Shares of data analytics firm Palantir (NASDAQ:PLTR | PLTR Price Prediction) seemed to buck the trend this earnings season by soaring higher after the release of solid quarterly earnings. But that was then, and this is now, and Palantir stock ended up getting dragged down alongside most other names in the software scene.
Undoubtedly, the sector-wide gravitational pull has wiped out all of the post-earnings gains Palantir shareholders briefly enjoyed and then some. At the time of this writing, Palantir stock is fresh off a brutal plunge of close to 7%, and it’s down more than 3% in the after-hours session. It did not take long for 40% in value to be wiped out. And it has more to do with how fast the expectations “treadmill” is moving than anything else. Palantir didn’t just report strong earnings; it was a blowout.
And one that deserved a rally, not just for a day, but perhaps a sustained one back towards all-time highs just north of the $200 mark. Instead, today’s shares of Palantir are going for $126 per share, and they’re in danger of a 50% fall from peak to trough. Given the negative momentum in tech, the stock might find itself off by half of its all-time high before the month’s end. Either way, it’s worth revisiting the impressive quarter that included what CEO Alex Karp described as “escape velocity” numbers.
In the meantime, perhaps it’s Dr. Michael Burry of The Big Short fame who’s dancing around as his bearish bets look to finally move deeper into the money.
Palantir’s numbers were extraordinary, but actual results and guidance don’t seem to matter to investors anymore
Palantir made a statement for its fourth quarter, and it seemed like the stock was about to reverse course in a hurry upon the release of the results.
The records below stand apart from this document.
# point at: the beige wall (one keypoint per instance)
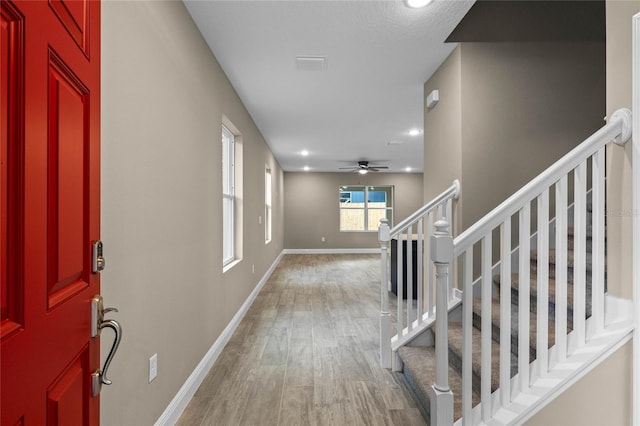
(603, 397)
(311, 207)
(164, 96)
(506, 112)
(443, 132)
(613, 406)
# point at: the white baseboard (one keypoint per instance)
(177, 405)
(333, 251)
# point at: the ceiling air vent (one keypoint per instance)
(311, 63)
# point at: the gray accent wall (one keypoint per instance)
(507, 111)
(311, 207)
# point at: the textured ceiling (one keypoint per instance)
(378, 56)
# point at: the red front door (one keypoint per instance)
(50, 205)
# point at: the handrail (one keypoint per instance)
(452, 192)
(618, 129)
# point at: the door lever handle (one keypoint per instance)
(99, 377)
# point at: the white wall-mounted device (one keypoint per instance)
(433, 98)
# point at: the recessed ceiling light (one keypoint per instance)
(417, 3)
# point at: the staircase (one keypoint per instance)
(419, 367)
(514, 310)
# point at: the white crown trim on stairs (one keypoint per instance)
(333, 251)
(179, 402)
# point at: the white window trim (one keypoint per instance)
(365, 209)
(268, 205)
(228, 194)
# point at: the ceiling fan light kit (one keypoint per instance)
(364, 167)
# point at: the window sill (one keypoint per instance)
(230, 265)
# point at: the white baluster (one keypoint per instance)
(485, 332)
(440, 395)
(420, 270)
(449, 218)
(597, 240)
(561, 268)
(523, 296)
(505, 313)
(542, 338)
(409, 243)
(431, 286)
(579, 253)
(385, 318)
(399, 284)
(467, 334)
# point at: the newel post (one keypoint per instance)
(384, 236)
(442, 256)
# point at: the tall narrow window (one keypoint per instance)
(362, 207)
(228, 196)
(267, 205)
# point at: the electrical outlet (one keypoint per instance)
(153, 367)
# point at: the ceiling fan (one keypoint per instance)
(363, 167)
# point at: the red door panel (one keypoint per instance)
(49, 207)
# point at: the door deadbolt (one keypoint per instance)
(97, 258)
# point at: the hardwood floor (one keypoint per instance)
(306, 353)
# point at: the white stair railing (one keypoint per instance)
(583, 164)
(412, 232)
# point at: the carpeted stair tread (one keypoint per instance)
(420, 371)
(533, 286)
(495, 329)
(455, 355)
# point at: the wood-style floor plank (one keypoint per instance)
(306, 353)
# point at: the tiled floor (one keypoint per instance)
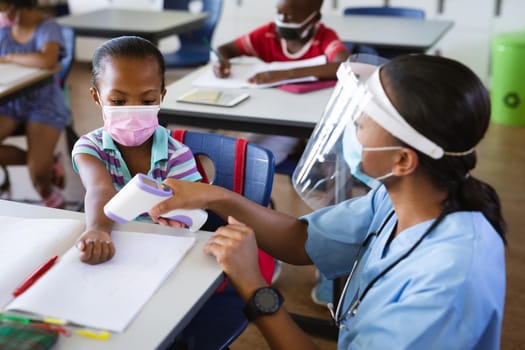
(501, 163)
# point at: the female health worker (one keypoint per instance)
(424, 248)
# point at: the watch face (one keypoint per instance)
(267, 300)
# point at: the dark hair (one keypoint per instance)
(20, 3)
(445, 101)
(126, 47)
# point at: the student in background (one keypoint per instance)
(128, 85)
(295, 34)
(29, 39)
(424, 249)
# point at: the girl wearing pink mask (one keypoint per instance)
(128, 85)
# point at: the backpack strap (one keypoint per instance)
(239, 164)
(179, 135)
(266, 262)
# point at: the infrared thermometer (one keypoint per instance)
(140, 195)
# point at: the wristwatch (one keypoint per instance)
(265, 301)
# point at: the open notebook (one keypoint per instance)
(106, 296)
(245, 67)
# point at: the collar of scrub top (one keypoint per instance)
(381, 110)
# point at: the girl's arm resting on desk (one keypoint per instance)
(47, 58)
(95, 244)
(281, 235)
(222, 68)
(326, 71)
(235, 249)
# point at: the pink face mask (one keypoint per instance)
(5, 21)
(130, 125)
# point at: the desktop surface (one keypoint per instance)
(169, 310)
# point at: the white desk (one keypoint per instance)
(171, 307)
(26, 83)
(402, 34)
(151, 25)
(268, 110)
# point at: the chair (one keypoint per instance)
(381, 11)
(66, 63)
(194, 48)
(221, 320)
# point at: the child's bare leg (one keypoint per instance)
(41, 143)
(10, 155)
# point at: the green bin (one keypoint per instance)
(508, 79)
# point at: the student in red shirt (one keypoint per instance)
(295, 34)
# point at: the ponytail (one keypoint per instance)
(471, 194)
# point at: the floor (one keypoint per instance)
(501, 163)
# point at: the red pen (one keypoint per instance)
(34, 276)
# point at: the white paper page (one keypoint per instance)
(27, 243)
(10, 73)
(243, 69)
(106, 296)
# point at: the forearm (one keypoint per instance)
(34, 59)
(281, 332)
(281, 235)
(95, 200)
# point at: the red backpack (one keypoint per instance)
(266, 262)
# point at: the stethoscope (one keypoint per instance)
(352, 309)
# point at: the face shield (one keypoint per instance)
(329, 170)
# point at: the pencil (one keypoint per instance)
(220, 57)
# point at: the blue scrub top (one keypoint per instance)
(447, 294)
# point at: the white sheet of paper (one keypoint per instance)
(26, 244)
(244, 68)
(106, 296)
(10, 73)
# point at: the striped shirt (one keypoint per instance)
(169, 158)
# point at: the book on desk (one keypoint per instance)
(107, 296)
(11, 73)
(243, 68)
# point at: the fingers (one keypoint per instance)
(222, 69)
(94, 251)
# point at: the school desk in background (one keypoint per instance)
(242, 68)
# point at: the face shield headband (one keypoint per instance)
(324, 175)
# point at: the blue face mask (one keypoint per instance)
(352, 153)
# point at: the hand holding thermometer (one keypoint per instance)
(140, 195)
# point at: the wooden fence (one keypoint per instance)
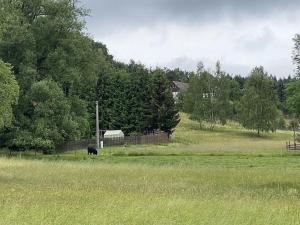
(292, 146)
(156, 138)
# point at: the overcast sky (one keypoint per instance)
(180, 33)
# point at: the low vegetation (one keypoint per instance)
(227, 176)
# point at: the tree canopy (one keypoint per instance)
(259, 104)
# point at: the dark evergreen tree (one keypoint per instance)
(165, 115)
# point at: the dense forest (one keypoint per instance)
(61, 72)
(52, 72)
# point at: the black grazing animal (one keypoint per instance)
(92, 150)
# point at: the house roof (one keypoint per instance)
(179, 86)
(114, 133)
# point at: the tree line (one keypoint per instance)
(258, 102)
(52, 72)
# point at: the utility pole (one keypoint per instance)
(97, 124)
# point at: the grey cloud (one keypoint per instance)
(110, 15)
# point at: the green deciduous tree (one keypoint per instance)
(208, 98)
(9, 93)
(258, 106)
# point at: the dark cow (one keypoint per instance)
(92, 150)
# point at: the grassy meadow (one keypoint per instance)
(227, 176)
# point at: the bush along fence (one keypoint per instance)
(155, 139)
(292, 146)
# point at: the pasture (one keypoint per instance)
(227, 176)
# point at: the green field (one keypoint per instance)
(228, 176)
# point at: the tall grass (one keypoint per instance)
(43, 192)
(225, 177)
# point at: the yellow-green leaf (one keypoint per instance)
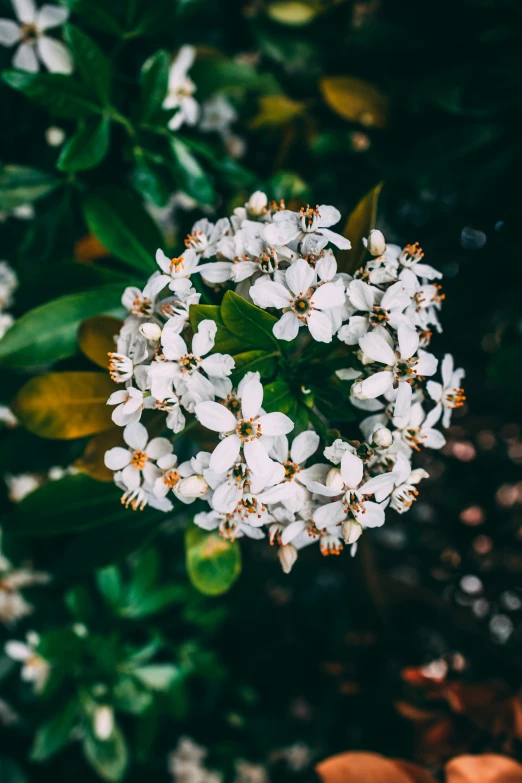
(92, 460)
(292, 12)
(65, 405)
(213, 563)
(358, 226)
(276, 110)
(96, 338)
(356, 100)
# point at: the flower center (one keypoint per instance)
(291, 468)
(171, 478)
(197, 241)
(308, 218)
(248, 429)
(141, 306)
(189, 363)
(139, 460)
(379, 316)
(29, 32)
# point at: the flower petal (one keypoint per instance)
(215, 417)
(225, 453)
(275, 424)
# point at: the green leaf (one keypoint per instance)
(92, 65)
(61, 95)
(278, 396)
(190, 175)
(226, 342)
(213, 563)
(86, 148)
(54, 733)
(123, 226)
(48, 333)
(70, 505)
(254, 361)
(158, 676)
(23, 185)
(109, 584)
(248, 322)
(152, 180)
(108, 757)
(154, 78)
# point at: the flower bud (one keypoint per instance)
(193, 487)
(382, 438)
(257, 203)
(334, 480)
(351, 531)
(151, 331)
(357, 392)
(287, 556)
(54, 136)
(376, 243)
(103, 722)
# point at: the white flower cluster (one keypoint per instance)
(8, 285)
(255, 481)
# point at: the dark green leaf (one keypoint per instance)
(154, 79)
(254, 361)
(190, 175)
(59, 94)
(248, 322)
(23, 185)
(54, 734)
(121, 223)
(213, 563)
(92, 65)
(48, 333)
(86, 148)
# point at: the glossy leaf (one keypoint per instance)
(65, 405)
(189, 173)
(248, 322)
(48, 333)
(61, 95)
(154, 79)
(86, 148)
(213, 563)
(123, 226)
(92, 65)
(356, 100)
(357, 228)
(96, 338)
(23, 185)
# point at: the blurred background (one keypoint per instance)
(411, 649)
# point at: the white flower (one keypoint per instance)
(137, 462)
(417, 429)
(8, 284)
(35, 669)
(293, 491)
(181, 89)
(30, 31)
(302, 301)
(252, 433)
(383, 309)
(449, 394)
(184, 368)
(290, 226)
(347, 483)
(142, 303)
(403, 365)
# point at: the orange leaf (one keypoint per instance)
(369, 768)
(486, 768)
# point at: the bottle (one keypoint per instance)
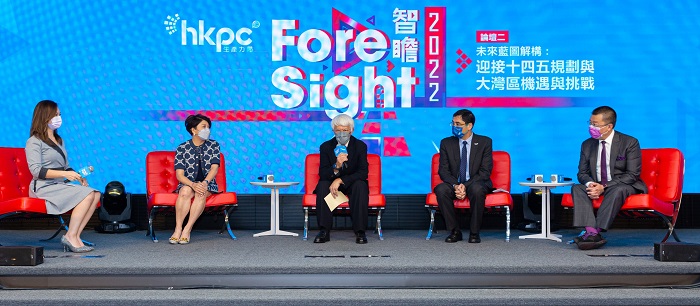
(85, 171)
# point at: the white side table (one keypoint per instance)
(274, 208)
(546, 191)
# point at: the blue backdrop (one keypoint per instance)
(126, 74)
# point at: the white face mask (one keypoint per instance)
(204, 134)
(55, 123)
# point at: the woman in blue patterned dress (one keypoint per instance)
(196, 164)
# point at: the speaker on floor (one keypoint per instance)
(115, 211)
(677, 251)
(21, 255)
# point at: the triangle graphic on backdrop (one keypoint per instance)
(344, 22)
(371, 20)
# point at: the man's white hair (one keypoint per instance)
(343, 120)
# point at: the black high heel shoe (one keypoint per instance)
(68, 246)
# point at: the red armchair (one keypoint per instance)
(14, 189)
(377, 201)
(500, 177)
(662, 172)
(161, 182)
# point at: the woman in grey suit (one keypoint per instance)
(48, 162)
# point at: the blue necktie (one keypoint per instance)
(603, 165)
(463, 163)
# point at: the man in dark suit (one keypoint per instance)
(609, 166)
(343, 167)
(465, 170)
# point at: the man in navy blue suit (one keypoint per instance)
(466, 162)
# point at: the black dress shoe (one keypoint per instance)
(474, 238)
(590, 242)
(454, 236)
(360, 237)
(323, 236)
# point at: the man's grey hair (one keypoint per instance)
(343, 120)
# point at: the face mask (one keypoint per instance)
(457, 131)
(55, 123)
(204, 134)
(594, 131)
(342, 137)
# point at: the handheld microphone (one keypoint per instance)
(341, 149)
(84, 171)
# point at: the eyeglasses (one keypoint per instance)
(598, 126)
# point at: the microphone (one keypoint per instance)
(341, 149)
(84, 171)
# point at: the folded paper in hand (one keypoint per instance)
(334, 202)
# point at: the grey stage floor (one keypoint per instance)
(218, 261)
(627, 252)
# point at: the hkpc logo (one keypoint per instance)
(198, 35)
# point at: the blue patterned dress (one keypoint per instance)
(192, 159)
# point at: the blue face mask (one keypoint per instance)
(457, 131)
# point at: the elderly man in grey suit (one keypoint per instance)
(609, 167)
(466, 161)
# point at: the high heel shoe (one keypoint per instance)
(68, 246)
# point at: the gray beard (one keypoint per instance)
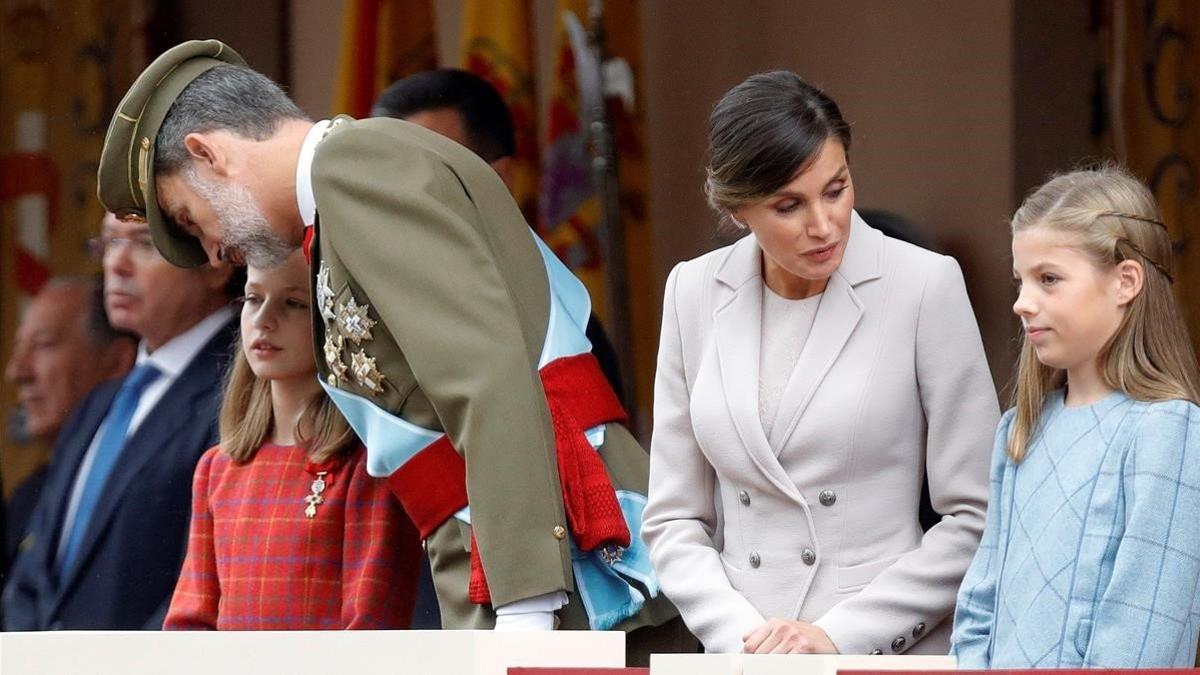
(244, 227)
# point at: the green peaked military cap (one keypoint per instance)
(125, 180)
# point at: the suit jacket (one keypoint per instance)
(131, 555)
(819, 521)
(456, 296)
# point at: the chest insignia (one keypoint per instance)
(353, 321)
(365, 372)
(324, 294)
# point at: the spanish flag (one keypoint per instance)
(382, 42)
(497, 45)
(570, 208)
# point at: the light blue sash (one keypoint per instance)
(607, 596)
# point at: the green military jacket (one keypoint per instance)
(421, 251)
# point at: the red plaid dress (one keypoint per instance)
(256, 562)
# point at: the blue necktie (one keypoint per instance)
(117, 425)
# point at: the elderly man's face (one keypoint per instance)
(55, 362)
(225, 216)
(148, 296)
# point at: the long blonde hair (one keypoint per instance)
(246, 418)
(1113, 217)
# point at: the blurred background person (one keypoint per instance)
(809, 377)
(349, 559)
(109, 530)
(466, 108)
(64, 347)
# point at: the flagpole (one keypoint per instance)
(612, 232)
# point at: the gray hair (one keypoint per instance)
(91, 288)
(226, 97)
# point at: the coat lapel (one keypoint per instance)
(738, 327)
(150, 440)
(837, 318)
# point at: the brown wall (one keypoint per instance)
(929, 103)
(958, 108)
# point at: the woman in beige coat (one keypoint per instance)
(810, 376)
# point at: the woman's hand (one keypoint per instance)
(781, 635)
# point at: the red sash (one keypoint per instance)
(432, 485)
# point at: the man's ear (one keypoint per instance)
(118, 357)
(1131, 280)
(507, 167)
(207, 151)
(216, 278)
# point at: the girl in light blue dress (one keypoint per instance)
(1091, 550)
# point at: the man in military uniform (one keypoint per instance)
(447, 333)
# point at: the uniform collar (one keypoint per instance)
(173, 357)
(305, 199)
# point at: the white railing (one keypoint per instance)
(334, 652)
(767, 664)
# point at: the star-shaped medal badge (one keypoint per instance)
(324, 294)
(334, 345)
(365, 372)
(353, 321)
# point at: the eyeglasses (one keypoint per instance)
(141, 246)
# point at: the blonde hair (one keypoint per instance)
(246, 418)
(1113, 217)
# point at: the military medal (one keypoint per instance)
(353, 321)
(611, 554)
(365, 372)
(324, 294)
(333, 350)
(315, 499)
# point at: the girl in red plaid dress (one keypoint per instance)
(288, 531)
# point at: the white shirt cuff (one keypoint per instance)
(531, 614)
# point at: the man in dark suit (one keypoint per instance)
(449, 335)
(109, 531)
(64, 348)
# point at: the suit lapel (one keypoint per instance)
(69, 453)
(151, 440)
(838, 316)
(738, 328)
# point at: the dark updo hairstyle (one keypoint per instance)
(763, 132)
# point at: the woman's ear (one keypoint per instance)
(1131, 279)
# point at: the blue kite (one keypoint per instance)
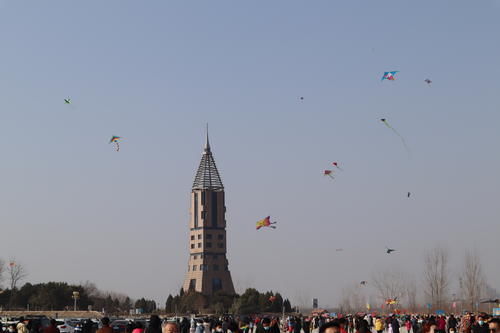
(389, 76)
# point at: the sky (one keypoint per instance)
(155, 72)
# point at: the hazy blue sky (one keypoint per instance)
(154, 72)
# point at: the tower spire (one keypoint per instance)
(207, 143)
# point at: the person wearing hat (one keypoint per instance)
(21, 326)
(244, 325)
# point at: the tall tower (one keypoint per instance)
(208, 269)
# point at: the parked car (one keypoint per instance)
(66, 325)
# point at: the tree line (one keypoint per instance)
(438, 289)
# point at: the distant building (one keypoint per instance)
(208, 269)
In the sessions that followed, the gains were given back, and shares found themselves at new year-to-date depths. For Alex Karp and company, this reaction has got to be a bit of a head scratcher. Revenues crushed expectations, and the U.S. Commercial business exploded higher, with 137% year-over-year growth.
The AI Platform (AIP) bootcamps certainly do seem to be working. And the most absurd thing is that it’s too early in the game to tell if this absurd growth spurt represents a peak. On the U.S. government side, things were firing on all cylinders, with 66% year-over-year growth. In short, Palantir didn’t just edge past expectations; they nailed a grand slam home run. But that didn’t matter, as investors sold the news.
If such an amazing quarter is met with selling (at least in the sessions that followed), it’s hard to tell what, if anything, can move the needle higher anymore.
Palantir is a clear leader of this AI revolution, but it seems like that’s already priced in now. And until the broad AI trade can find its footing amid the panic over CapEx, it’s hard to envision a scenario that sees shares of Palantir bouncing back.
Shares still aren’t cheap yet
Any way you look at it, Michael Burry looks pretty smart right about now. Palantir shares still do not look cheap at 220 times trailing price-to-earnings (P/E), and it’s not clear when they will look cheap enough to justify buying the dip.
Perhaps it’s the negative reaction to an astoundingly positive quarter that makes me most concerned. Palantir might be able to grow into its multiple, but in a climate where software and tech are looking lower, I’m not so sure I want to be jumping in quite yet, at least until the dust has a chance to settle. For investors holding on, it’s a tough call to make. The company has lived up to expectations, but the stock has had other plans.